An important study of the madrasas of India by the Hindu scholar Yoginder Sikand, Bastions of the Believers, demon­strates how forward-looking and dynam­ic some madrasas can be. In the south­west Indian state of Kerala, for example, Sikand found a chain of educational institutions run by the Mujahid group of professionals and businessmen which aim to bridge the differences between modern forms of knowledge and the Islamic worldview. The Mujahid group has been at the forefront of Muslim women’s education in Kerala, and in many of their madrasas girls outnumber boys by a considerable margin. Mujahid intellectuals have written extensively about women’s rights from an Islamic perspective, and Sikand quotes the Zohra Bi, the principal of one of the group’s colleges: “Islam is wrongly thought of as a religion of women’s oppression,” she told him. “Through our work in the col­lege we want to show that Islam actually empowers Muslim women.”

This would seem to confirm that it is not madrasas per se that are the prob­lem so much as the militant atmosphere and indoctrination taking place in a handful of notorious centers of ultra-radicalism, such as the Binori Town madrasa in Karachi, whose students are taught that jihadism is legitimate and noble. Some graduates have allegedly been involved in the ongoing insurgency in Afghanistan. The question remains, however, whether General Musharraf’s government has the will to carry out the necessary reforms that would reproduce the success of madrasas in India.

So far attempts at reforming Pakistan’s more militant madrasas have proved at best halfhearted. Immediately after the London bombings (7 July 2005)there were around 250 arrests in Pakistani madrasas, and there have been some attempts at curbing the attendance of foreign students: an estimated 1,400 non-Pakistanis have been expelled since July. Some statements have also been made about standardizing the syllabus and encouraging madrasas to teach some modern subjects.

However, the more extreme madrasas have been able to resist the enforcement of even these mild measures; recently, fewer than half of Pakistan’s madrasas complied when asked to register as educational institutions with the authorities. To date, the Pakistani government, far from hav-ing found ways of curbing the excesses of the more radical madrasas, does not even possess exact statistics about the number of madrasas in the country. Moreover, the military government’s close alliance with the Islamist parties, which now control two of Pakistan’s provinces, prevents Musharraf from acting more strongly against the extremist madrasas. As a result not even one militant madrasa has yet been closed.

Such militant madrasas are, how­ever, likely to create more problems for Pakistan’s internal security than for the safety of Western capitals. For that, as the July 7 London bombings showed, rather than blaming seminaries in Pakistan we would do better to examine the Islamic extremism blossoming on our own cam­puses, and the way that the excesses of American and British foreign policies can fatally alienate so many previously moderate Muslims and lead to violence at home as well as in Muslim lands.

William Dalrymple is an acclaimed writer who lives in New Delhi. His most recent book, White Mughals: Love and Betrayal in Eighteenth-Century India, won the Wolfson Prize for History. He is now at work on a biography of Bahadur Shah Zafar, the last Mughal emperor.

NOTES

7 George Makdisi, The Rise of Colleges: Institutions of Learning in Islam and the West (Edinburgh University Press, 1981).

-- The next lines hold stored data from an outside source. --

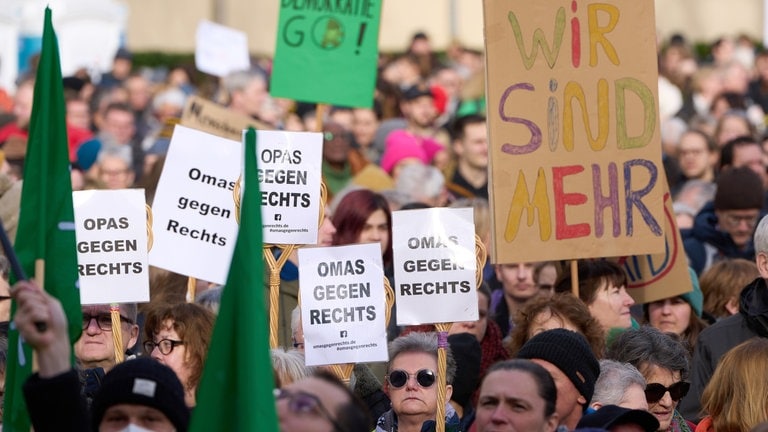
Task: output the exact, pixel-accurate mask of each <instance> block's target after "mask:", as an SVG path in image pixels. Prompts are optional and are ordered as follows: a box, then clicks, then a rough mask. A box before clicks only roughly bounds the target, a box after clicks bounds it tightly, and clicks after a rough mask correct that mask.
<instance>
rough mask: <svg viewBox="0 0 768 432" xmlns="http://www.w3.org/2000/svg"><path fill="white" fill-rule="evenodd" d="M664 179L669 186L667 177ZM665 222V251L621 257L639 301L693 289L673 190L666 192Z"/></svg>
mask: <svg viewBox="0 0 768 432" xmlns="http://www.w3.org/2000/svg"><path fill="white" fill-rule="evenodd" d="M662 181H664V185H665V189H666V180H662ZM664 223H665V227H664V233H665V237H664V240H665V248H664V253H661V254H652V255H641V256H628V257H622V258H619V259H618V263H619V264H620V265H621V266H622V267H623V268H624V271H625V272H626V273H627V276H628V277H629V284H628V285H627V292H628V293H629V295H630V296H632V298H633V299H634V300H635V302H636V303H648V302H652V301H656V300H661V299H665V298H669V297H675V296H678V295H680V294H684V293H687V292H690V291H691V290H693V285H692V284H693V282H692V281H691V275H690V274H689V272H688V261H687V259H686V257H685V250H684V249H683V241H682V238H681V237H680V230H678V229H677V222H676V221H675V212H674V211H673V210H672V198H671V195H670V193H669V192H666V193H665V194H664Z"/></svg>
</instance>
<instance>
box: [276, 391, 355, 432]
mask: <svg viewBox="0 0 768 432" xmlns="http://www.w3.org/2000/svg"><path fill="white" fill-rule="evenodd" d="M273 394H274V395H275V400H276V401H279V400H281V399H286V400H287V401H288V409H289V410H290V411H291V413H293V414H302V415H304V414H313V415H320V416H321V417H325V419H326V420H328V421H329V422H331V424H332V425H333V427H334V429H335V430H337V431H343V430H344V428H343V427H341V425H340V424H339V422H338V421H336V419H334V418H333V416H332V415H331V413H330V412H328V408H326V407H325V406H324V405H323V403H322V402H321V401H320V399H319V398H318V397H317V396H315V395H313V394H311V393H306V392H303V391H297V392H291V391H288V390H285V389H275V390H274V392H273Z"/></svg>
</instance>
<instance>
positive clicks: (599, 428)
mask: <svg viewBox="0 0 768 432" xmlns="http://www.w3.org/2000/svg"><path fill="white" fill-rule="evenodd" d="M589 428H594V429H600V430H606V431H608V432H622V431H644V432H656V431H657V430H659V421H658V420H656V417H654V416H653V414H651V413H649V412H648V411H646V410H643V409H630V408H623V407H620V406H616V405H604V406H603V407H601V408H600V409H598V410H597V411H595V412H593V413H590V414H587V415H585V416H584V417H582V418H581V421H579V424H578V426H576V430H579V429H589Z"/></svg>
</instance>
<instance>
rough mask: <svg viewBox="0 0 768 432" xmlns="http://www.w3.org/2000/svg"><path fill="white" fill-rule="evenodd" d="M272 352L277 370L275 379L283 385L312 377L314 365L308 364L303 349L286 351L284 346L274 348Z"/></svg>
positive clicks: (283, 385) (270, 353)
mask: <svg viewBox="0 0 768 432" xmlns="http://www.w3.org/2000/svg"><path fill="white" fill-rule="evenodd" d="M270 354H271V355H272V369H273V370H274V371H275V379H277V381H278V382H280V386H281V387H283V386H287V385H288V384H291V383H294V382H296V381H299V380H301V379H304V378H307V377H310V376H312V374H313V373H314V372H315V368H314V367H312V366H306V364H305V360H304V352H303V350H302V351H298V350H295V349H294V350H288V351H286V350H284V349H282V348H274V349H272V350H271V351H270Z"/></svg>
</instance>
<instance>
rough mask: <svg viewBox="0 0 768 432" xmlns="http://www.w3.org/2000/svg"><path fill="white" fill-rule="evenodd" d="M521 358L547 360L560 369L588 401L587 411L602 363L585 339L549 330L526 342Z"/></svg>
mask: <svg viewBox="0 0 768 432" xmlns="http://www.w3.org/2000/svg"><path fill="white" fill-rule="evenodd" d="M517 358H521V359H529V360H530V359H539V360H545V361H548V362H550V363H552V364H553V365H555V366H557V368H558V369H560V370H561V371H562V372H563V373H564V374H565V376H567V377H568V379H570V380H571V382H572V383H573V385H574V386H575V387H576V389H577V390H578V391H579V393H581V395H582V396H584V398H585V399H586V400H587V403H586V404H584V408H585V409H586V408H587V407H588V406H589V401H590V400H591V399H592V394H593V393H594V392H595V381H597V377H598V375H600V363H598V361H597V358H596V357H595V354H594V353H593V352H592V348H590V347H589V344H588V343H587V340H586V339H585V338H584V336H582V335H581V334H579V333H576V332H572V331H570V330H565V329H554V330H547V331H545V332H541V333H539V334H537V335H536V336H534V337H532V338H531V339H530V340H529V341H528V342H526V343H525V344H524V345H523V347H522V348H520V351H519V352H518V353H517Z"/></svg>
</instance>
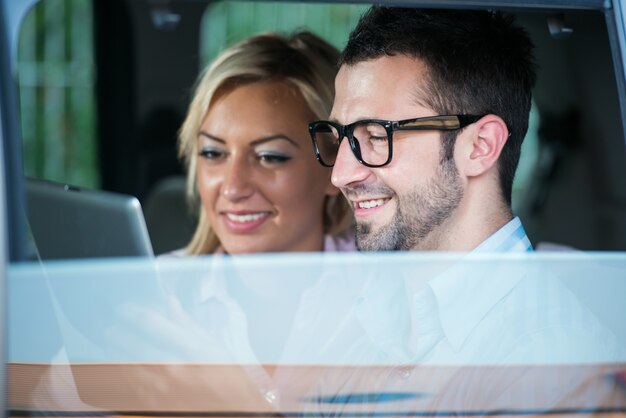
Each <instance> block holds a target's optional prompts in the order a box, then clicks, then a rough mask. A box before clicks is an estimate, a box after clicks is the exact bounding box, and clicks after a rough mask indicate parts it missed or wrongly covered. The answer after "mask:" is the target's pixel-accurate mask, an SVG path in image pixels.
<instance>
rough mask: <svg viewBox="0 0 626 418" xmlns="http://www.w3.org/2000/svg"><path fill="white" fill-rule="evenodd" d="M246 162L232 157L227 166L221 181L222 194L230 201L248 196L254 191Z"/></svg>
mask: <svg viewBox="0 0 626 418" xmlns="http://www.w3.org/2000/svg"><path fill="white" fill-rule="evenodd" d="M251 174H252V173H251V171H250V167H248V163H247V162H246V161H243V160H241V159H234V160H232V161H231V162H230V164H229V165H228V167H227V171H226V173H225V175H224V182H223V183H222V196H223V197H225V198H226V199H228V200H230V201H238V200H241V199H245V198H248V197H250V196H251V195H252V194H253V193H254V185H253V179H252V177H251Z"/></svg>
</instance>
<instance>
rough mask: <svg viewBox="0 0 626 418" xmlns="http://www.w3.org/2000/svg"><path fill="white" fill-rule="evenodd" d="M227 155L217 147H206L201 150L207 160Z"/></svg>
mask: <svg viewBox="0 0 626 418" xmlns="http://www.w3.org/2000/svg"><path fill="white" fill-rule="evenodd" d="M224 155H225V153H224V152H222V151H219V150H216V149H212V148H205V149H202V150H200V156H201V157H204V158H206V159H207V160H211V161H213V160H219V159H220V158H223V157H224Z"/></svg>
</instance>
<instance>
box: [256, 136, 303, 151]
mask: <svg viewBox="0 0 626 418" xmlns="http://www.w3.org/2000/svg"><path fill="white" fill-rule="evenodd" d="M276 140H284V141H288V142H290V143H291V144H292V145H293V146H294V147H296V148H300V145H299V144H298V143H297V142H296V141H294V140H293V139H291V138H289V137H288V136H287V135H283V134H278V135H271V136H266V137H263V138H259V139H255V140H254V141H252V142H251V143H250V144H251V145H253V146H256V145H260V144H263V143H265V142H269V141H276Z"/></svg>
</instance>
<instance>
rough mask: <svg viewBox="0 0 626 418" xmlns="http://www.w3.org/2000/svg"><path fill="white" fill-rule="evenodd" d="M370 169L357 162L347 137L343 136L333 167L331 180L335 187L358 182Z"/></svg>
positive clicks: (358, 182) (337, 151)
mask: <svg viewBox="0 0 626 418" xmlns="http://www.w3.org/2000/svg"><path fill="white" fill-rule="evenodd" d="M369 173H370V170H369V168H368V167H366V166H364V165H363V164H361V163H359V162H358V161H357V159H356V157H355V156H354V153H353V152H352V149H351V148H350V143H349V141H348V139H347V138H344V140H343V141H341V144H340V145H339V150H338V151H337V159H336V160H335V165H334V167H333V174H332V177H331V182H332V183H333V185H334V186H335V187H338V188H342V187H346V186H349V185H350V184H352V183H359V182H361V181H363V180H365V179H366V178H367V176H368V175H369Z"/></svg>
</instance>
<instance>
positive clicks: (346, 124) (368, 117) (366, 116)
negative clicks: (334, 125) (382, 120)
mask: <svg viewBox="0 0 626 418" xmlns="http://www.w3.org/2000/svg"><path fill="white" fill-rule="evenodd" d="M327 120H328V121H329V122H334V123H338V124H339V125H343V123H341V122H339V121H338V120H337V119H335V118H329V119H327ZM361 120H385V119H381V118H377V117H374V116H361V117H359V118H356V119H355V120H353V121H352V122H350V123H354V122H358V121H361ZM350 123H346V125H350Z"/></svg>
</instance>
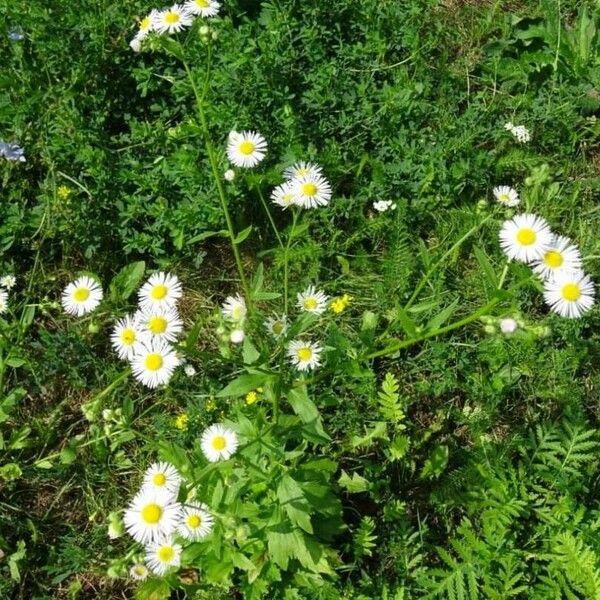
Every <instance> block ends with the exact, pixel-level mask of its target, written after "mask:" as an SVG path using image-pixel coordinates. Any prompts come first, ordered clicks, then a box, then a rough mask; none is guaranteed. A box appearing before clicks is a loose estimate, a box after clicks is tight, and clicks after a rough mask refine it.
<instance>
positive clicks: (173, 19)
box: [165, 10, 179, 25]
mask: <svg viewBox="0 0 600 600" xmlns="http://www.w3.org/2000/svg"><path fill="white" fill-rule="evenodd" d="M165 22H166V23H168V24H169V25H175V23H179V14H178V13H176V12H174V11H172V10H170V11H169V12H168V13H167V14H166V15H165Z"/></svg>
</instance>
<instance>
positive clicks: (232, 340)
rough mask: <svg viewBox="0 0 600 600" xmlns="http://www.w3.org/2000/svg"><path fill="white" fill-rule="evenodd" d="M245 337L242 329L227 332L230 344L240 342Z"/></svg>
mask: <svg viewBox="0 0 600 600" xmlns="http://www.w3.org/2000/svg"><path fill="white" fill-rule="evenodd" d="M245 337H246V334H245V333H244V330H243V329H234V330H233V331H232V332H231V333H230V334H229V341H230V342H231V343H232V344H241V343H242V342H243V341H244V338H245Z"/></svg>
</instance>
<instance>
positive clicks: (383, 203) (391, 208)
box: [373, 200, 396, 212]
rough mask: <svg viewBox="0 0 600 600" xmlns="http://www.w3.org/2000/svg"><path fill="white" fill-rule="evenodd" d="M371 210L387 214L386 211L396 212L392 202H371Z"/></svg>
mask: <svg viewBox="0 0 600 600" xmlns="http://www.w3.org/2000/svg"><path fill="white" fill-rule="evenodd" d="M373 208H374V209H375V210H376V211H377V212H387V211H388V210H396V203H395V202H393V201H392V200H378V201H377V202H373Z"/></svg>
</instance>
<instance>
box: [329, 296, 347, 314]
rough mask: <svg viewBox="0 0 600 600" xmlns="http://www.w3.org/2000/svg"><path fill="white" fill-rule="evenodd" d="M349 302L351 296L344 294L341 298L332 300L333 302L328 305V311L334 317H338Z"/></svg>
mask: <svg viewBox="0 0 600 600" xmlns="http://www.w3.org/2000/svg"><path fill="white" fill-rule="evenodd" d="M351 300H352V296H349V295H348V294H344V295H343V296H342V297H341V298H336V299H335V300H333V302H332V303H331V304H330V305H329V310H331V311H332V312H334V313H335V314H336V315H339V314H340V313H342V312H344V311H345V310H346V308H347V307H348V304H350V301H351Z"/></svg>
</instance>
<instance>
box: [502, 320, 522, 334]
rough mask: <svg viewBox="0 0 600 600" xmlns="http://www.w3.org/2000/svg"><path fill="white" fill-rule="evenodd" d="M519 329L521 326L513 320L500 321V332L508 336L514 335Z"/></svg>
mask: <svg viewBox="0 0 600 600" xmlns="http://www.w3.org/2000/svg"><path fill="white" fill-rule="evenodd" d="M518 328H519V324H518V323H517V322H516V321H515V320H514V319H511V318H506V319H502V320H501V321H500V331H501V332H502V333H504V334H506V335H510V334H511V333H514V332H515V331H516V330H517V329H518Z"/></svg>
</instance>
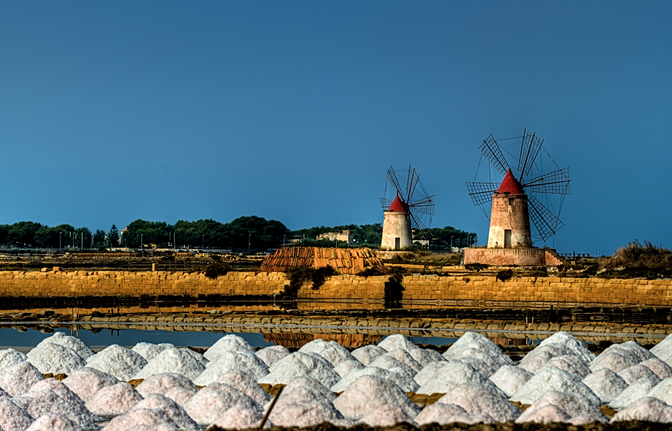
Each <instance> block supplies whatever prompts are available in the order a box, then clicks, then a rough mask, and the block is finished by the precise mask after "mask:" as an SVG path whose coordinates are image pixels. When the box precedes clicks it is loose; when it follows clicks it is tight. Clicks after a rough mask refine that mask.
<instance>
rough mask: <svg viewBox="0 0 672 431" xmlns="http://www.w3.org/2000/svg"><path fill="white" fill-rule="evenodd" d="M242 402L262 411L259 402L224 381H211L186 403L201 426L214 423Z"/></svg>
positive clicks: (191, 397)
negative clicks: (225, 384)
mask: <svg viewBox="0 0 672 431" xmlns="http://www.w3.org/2000/svg"><path fill="white" fill-rule="evenodd" d="M237 404H241V405H242V406H243V407H245V408H247V409H254V410H257V411H259V412H261V411H262V408H261V406H260V405H259V403H257V402H256V401H254V400H253V399H252V398H250V397H248V396H247V395H245V393H244V392H243V391H241V390H238V389H236V388H233V387H231V386H229V385H225V384H223V383H211V384H209V385H208V386H206V387H205V388H203V389H201V390H200V391H198V393H197V394H196V395H194V396H193V397H191V398H190V399H189V401H187V402H186V403H185V404H184V406H183V407H184V410H186V411H187V414H188V415H189V416H190V417H191V418H192V419H193V420H195V421H196V423H198V424H199V425H201V426H207V425H210V424H211V423H213V422H214V421H215V420H216V419H217V418H218V417H219V416H221V415H222V414H224V412H226V411H227V410H229V409H230V408H231V407H233V406H235V405H237Z"/></svg>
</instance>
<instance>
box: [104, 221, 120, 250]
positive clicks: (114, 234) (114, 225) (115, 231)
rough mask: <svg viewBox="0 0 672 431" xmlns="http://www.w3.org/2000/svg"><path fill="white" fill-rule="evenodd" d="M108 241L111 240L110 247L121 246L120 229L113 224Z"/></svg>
mask: <svg viewBox="0 0 672 431" xmlns="http://www.w3.org/2000/svg"><path fill="white" fill-rule="evenodd" d="M107 239H109V240H110V247H117V246H118V245H119V229H117V226H116V225H115V224H114V223H112V227H111V228H110V231H109V232H108V233H107Z"/></svg>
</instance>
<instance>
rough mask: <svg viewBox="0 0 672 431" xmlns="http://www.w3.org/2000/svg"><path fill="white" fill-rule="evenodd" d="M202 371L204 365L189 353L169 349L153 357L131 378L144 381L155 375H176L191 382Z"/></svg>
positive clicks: (179, 350)
mask: <svg viewBox="0 0 672 431" xmlns="http://www.w3.org/2000/svg"><path fill="white" fill-rule="evenodd" d="M204 370H205V365H203V364H202V363H201V362H199V361H198V360H196V358H194V357H193V356H191V355H190V354H189V353H187V352H185V351H184V350H181V349H175V348H169V349H165V350H164V351H162V352H161V353H159V354H158V355H156V356H154V358H153V359H152V360H150V361H149V362H148V363H147V365H145V366H144V367H143V368H142V369H141V370H140V371H138V372H137V373H136V374H135V376H134V377H133V378H134V379H146V378H148V377H151V376H153V375H155V374H163V373H176V374H182V375H183V376H185V377H187V378H188V379H191V380H193V379H195V378H196V377H198V376H199V375H200V374H201V373H202V372H203V371H204Z"/></svg>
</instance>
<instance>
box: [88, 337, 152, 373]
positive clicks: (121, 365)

8 The Deobandis have received an excellent study in Barbara Daly Metcalf’s great mag­num opus, Islamic Revival in British India: Deoband, 1860–1900 (Princeton University Press, 1982). See also Jamal Malik, Colonisation of Islam: Dissolution of Traditional Institutions in Pakistan (New Delhi: Manohar, 1988).

9 There is a full report on these textbooks on the Washington Post web site by Joe Stephens and David B. Ottaway, “From US, the ABC’s of Jihad,” March 23, 2002, at http://www.washingtonpost.com/ac2/wp-dyn/A5339-2002Mar22.

10 See the superb discussion in Yoginder Sikand’s recent Bastions of the Believers: Madrasas and Islamic Education in India.